› bieżące
11:41 / 04.06.2018

Utonięcie nie tylko pod Elblągiem. Tragiczny bilans ostatnich tygodni

Utonięcie nie tylko pod Elblągiem. Tragiczny bilans ostatnich tygodni

Wczoraj, 3 czerwca, w jeziorze Martwym pod Elblągiem (miejscu znanym powszechnie jako Jelenia Dolina) utonął 20-letni mężczyzna. Informowaliśmy o tym wydarzeniu. Niestety w ciągu ostatnich tygodni życie w wodzie straciło znacznie więcej osób. Tragiczny bilans dotyczy także naszego regionu.

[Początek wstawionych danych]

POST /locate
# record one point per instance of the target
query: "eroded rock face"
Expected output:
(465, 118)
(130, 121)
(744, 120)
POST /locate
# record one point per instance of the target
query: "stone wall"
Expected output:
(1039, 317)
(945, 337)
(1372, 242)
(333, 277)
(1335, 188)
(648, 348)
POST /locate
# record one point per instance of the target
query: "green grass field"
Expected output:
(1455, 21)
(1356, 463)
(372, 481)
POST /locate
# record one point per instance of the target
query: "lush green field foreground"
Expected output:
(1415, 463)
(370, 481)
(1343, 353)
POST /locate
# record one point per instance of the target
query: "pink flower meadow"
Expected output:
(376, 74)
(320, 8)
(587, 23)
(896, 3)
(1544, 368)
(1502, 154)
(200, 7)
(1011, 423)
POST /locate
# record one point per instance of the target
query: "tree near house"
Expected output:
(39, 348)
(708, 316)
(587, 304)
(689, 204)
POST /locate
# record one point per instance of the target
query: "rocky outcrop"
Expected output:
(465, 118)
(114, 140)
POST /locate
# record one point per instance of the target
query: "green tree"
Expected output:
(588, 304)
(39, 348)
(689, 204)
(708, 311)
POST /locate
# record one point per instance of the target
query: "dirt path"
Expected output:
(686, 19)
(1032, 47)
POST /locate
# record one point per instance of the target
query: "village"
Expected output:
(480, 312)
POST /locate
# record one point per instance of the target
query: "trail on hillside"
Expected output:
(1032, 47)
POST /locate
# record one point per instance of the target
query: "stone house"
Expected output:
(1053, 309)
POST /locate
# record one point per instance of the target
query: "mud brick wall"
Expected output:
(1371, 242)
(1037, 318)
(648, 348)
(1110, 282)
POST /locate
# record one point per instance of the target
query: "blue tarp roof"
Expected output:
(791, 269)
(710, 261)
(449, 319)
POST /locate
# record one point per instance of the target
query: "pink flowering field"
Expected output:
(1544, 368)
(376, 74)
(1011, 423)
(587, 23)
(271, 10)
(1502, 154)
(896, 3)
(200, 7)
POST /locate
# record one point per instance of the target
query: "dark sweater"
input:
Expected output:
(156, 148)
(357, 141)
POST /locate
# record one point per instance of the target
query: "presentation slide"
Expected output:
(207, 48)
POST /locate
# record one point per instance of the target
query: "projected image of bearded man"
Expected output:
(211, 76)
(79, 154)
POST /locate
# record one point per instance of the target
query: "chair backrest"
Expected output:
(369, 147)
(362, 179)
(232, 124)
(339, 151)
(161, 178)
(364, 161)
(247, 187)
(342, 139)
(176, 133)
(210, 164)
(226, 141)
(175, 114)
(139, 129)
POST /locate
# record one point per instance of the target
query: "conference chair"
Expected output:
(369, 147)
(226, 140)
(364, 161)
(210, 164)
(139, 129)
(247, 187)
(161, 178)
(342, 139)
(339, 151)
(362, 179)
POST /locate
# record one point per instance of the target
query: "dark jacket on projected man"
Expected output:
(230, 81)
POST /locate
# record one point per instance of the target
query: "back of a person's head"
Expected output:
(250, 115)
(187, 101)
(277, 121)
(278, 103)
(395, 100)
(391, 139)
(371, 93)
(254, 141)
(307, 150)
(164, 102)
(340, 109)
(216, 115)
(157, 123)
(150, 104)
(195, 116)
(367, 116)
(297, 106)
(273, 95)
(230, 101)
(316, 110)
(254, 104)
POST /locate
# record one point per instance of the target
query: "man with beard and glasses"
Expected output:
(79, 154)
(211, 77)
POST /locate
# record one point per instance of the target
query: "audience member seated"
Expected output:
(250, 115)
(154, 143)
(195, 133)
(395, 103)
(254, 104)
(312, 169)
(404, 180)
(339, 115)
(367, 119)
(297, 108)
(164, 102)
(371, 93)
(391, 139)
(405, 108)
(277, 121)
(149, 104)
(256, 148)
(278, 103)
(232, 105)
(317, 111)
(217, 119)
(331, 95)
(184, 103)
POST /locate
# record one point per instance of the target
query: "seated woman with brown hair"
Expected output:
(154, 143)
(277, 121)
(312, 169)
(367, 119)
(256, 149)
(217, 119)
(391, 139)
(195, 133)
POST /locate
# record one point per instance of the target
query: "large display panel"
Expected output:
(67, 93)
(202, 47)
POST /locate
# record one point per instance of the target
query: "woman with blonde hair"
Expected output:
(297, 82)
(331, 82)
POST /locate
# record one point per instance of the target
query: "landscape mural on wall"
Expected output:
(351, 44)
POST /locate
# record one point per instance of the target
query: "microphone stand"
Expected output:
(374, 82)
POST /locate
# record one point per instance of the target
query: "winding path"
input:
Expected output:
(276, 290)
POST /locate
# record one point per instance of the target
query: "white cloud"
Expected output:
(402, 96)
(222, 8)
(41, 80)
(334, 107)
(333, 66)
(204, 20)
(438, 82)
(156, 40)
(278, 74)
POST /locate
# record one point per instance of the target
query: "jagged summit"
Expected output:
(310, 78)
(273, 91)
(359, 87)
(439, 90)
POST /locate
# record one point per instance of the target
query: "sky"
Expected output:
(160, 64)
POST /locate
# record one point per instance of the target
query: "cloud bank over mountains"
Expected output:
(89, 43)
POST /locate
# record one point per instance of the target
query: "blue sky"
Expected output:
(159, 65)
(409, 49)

31 maja w godzinach popołudniowych na kąpielisku morskim w Sztutowie strażacy wyciągnęli z wody na brzeg tonącego mężczyznę w wieku 28 lat. Przystąpiono do akcji reanimacyjnej, która niestety zakończyła się niepowodzeniem. Mężczyzna zmarł. Była to pierwsza śmiertelna ofiara na plażach Mierzei Wiślanej w tym roku. Pisaliśmy o tym wydarzeniu.

W tym samym dniu doszło do kolejnych tragedii. W Jantarze utonął 50-latek, a na Wyspie Sobieszewskiej 45-letnia kobieta.  

Jak ostrzega Policja:

Każdy organizm reaguje na alkohol zupełnie inaczej. Nie zależy to jedynie od wieku, płci, masy ciała, czy zmęczenia – zależy również od temperatury powietrza. Gdy na zewnątrz robi się gorąco, znacznie chętniej sięgamy chociażby po zimne piwo. Trzeba jednak pamiętać, że na to jedno piwo, wypite np. podczas 30 stopniowego upału, nasz organizm może zareagować zupełnie nieprzewidywalnie. Ogranicza naszą koordynację ruchową, stajemy się bardziej rozluźnieni, a co za tym idzie – lekkomyślni.Odważnie przemierzamy kilkadziesiąt metrów w wodzie, lecz osłabieni alkoholem możemy po prostu nie poradzić sobie z tym żywiołem i utonąć. Alkohol wbrew pozorom rozgrzewa nas od środka, co podczas upałów prowadzi często do problemów z krążeniem, a nawet do utraty przytomności. Rozszerzają się też pod jego wpływem naczynia krwionośne. Wówczas, jeśli wejdziemy do zimnej wody (zdarza się to nawet przy temperaturze 20-22 stopni) możemy doznać szoku termicznego. U niektórych osób dochodzi nawet do zatrzymania akcji serca.

Bilans ostatnich dni pod względem utonięć jest tragiczny. Jedynie w ciągu pierwszych 3 dni czerwca życie w wodzie straciło 12 osób. W długi weekend – od 31 maja do 3 czerwca – utonęły w Polsce 22 osoby. Najtragiczniejszym dniem był czwartek 31 maja, gdy utopiło się 10 osób. Łącznie od 1 kwietnia do 3 czerwca utonęło w Polsce już 101 osób.

Przyczyn większości wypadków nad wodą należy upatrywać w nadmiernej brawurze osób zażywających kąpieli, często połączonej z alkoholem, słabym rozeznaniu zbiornika, braku umiejętności i nieodpowiednim przygotowaniu się do pływania, niestosowaniu indywidualnych środków ochrony, ale również w braku odpowiedniego nadzoru osób dorosłych nad nieletnimi.

– apelują policjanci.

Przypomnijmy, iż w ubiegłym roku na terenie Polski odnotowano 471 wypadków tonięcia. W wyniku tych wypadków utonęło 449 osoby, w tym 62 kobiet.  Aż w 97 przypadkach alkohol stanowił przyczynę utonięcia.